Robinson, with a new five-year contract, seems as relaxed and secure and confident as ever.
And perhaps there is reason, though the most recent memory of the Rams remains the fizzle-and-dissolve manner in which they ended the 1986 season--three straight losses, including a 19-7 defeat by the Washington Redskins in the playoffs.
But poking holes in or fun at the Rams won't be so easy this season.
Robinson has taken great strides to shore up his team's weaknesses. The first step was trading for quarterback Jim Everett last September. The second was stealing offensive coordinator Ernie Zampese away from the San Diego Chargers. Zampese, the noted mastermind of the Charger passing game, is regarded with reverence in National Football League circles.
With that gaping credibility gap nicely plugged and glued, Robinson can get on with other things, namely what he does best.
"No question, the last couple of years there was a constant worry," Robinson said of his team's pass offense. "I was adjusting in an area I would like not to be as involved in. The physical parts--running, defense, special teams--those are the areas I really see myself getting back into."
The Rams finished last in the NFL in passing the last two seasons. Zampese is here to strike a happy medium with Eric Dickerson and the running game.
The Rams had far fewer problems on defense, finishing fifth overall and lacking only a strong pass rush to be ranked higher. The team had 17 fewer sacks, 39, last year than in the previous season.
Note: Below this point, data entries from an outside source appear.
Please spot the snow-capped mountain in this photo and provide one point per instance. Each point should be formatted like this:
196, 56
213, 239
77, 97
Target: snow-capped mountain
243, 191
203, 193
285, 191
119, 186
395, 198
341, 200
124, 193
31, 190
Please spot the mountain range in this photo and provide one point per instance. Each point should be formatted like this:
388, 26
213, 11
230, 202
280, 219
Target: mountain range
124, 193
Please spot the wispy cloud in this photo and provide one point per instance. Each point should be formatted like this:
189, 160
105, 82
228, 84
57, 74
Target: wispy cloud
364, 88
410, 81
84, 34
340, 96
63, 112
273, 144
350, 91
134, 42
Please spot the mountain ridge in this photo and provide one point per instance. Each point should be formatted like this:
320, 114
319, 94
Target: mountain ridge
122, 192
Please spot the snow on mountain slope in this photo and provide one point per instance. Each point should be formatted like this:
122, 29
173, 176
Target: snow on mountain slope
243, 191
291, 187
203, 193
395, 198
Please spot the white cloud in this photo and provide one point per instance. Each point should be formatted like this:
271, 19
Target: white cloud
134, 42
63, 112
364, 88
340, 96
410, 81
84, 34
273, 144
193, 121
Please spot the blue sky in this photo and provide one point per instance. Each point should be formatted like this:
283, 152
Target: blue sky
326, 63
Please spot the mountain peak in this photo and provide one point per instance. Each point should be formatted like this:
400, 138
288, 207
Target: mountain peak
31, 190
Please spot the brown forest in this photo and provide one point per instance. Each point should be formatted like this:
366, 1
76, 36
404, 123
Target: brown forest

Here, Robinson thinks he has found the answer with second-round draft choice Donald Evans, a defensive end with great speed and strength. Evans will be thrown into the starting lineup immediately and will be asked only to rudely acquaint himself with opposing quarterbacks.
Also, Robinson is expecting a monster year from the Rams' monster man, roving linebacker/lineman Kevin Greene, who tunes up for games by listening to old war songs.
The problem right now is that the Rams only look real good on a chalkboard.
"Of course, we're going to have to prove it," Robinson said.
There are also potential snags and distractions that stand in the way of Robinson and a possible dream season, specifically:
--Henry Ellard. The Rams' leading receiver and a crucial cog in Zampese's pass offense was an 89-day holdout last season and seems headed for another long contract dispute. This has become a battle not only of money but of personalities. Mike Blatt, Ellard's agent, and Ram Vice President John Shaw have become locked in a heated and often ugly stalemate.
Ellard agreed to a nine-game contract to finish out the 1986 season, but the free agent is essentially back in the same spot he was a year ago.
Robinson, clearly frustrated, has no doubt exerted pressure to force a resolution but apparently to no avail.
"This thing is ridiculous and it's been ridiculous," Robinson said. "This can't happen this year. If he's not here, we're going to have to do something, and I don't want to talk about it anymore than that."
--Evans. The rookie from Winston-Salem State is also unsigned, and Robinson said flatly that Evans cannot afford to miss any part of training camp.
"If he misses next week and any of the following week, it's over," Robinson said. "The first year will be history for him. Those are the inevitable realities."
It's tough talk from Robinson, but he can only refer to last year and the costly holdout of first-round choice Mike Schad, who missed the first three weeks of training camp in a contract dispute and fell so far behind at offensive tackle that he never recovered.
--Eric Dickerson. It remains to be seen whether personal problems will have any effect on last season's NFL-leading rusher (1,821 yards). In May, he filed a $12.5-million suit against former agent Jack Rodri, claiming that Rodri mishandled his money and left him with some cash-flow and liquidity problems.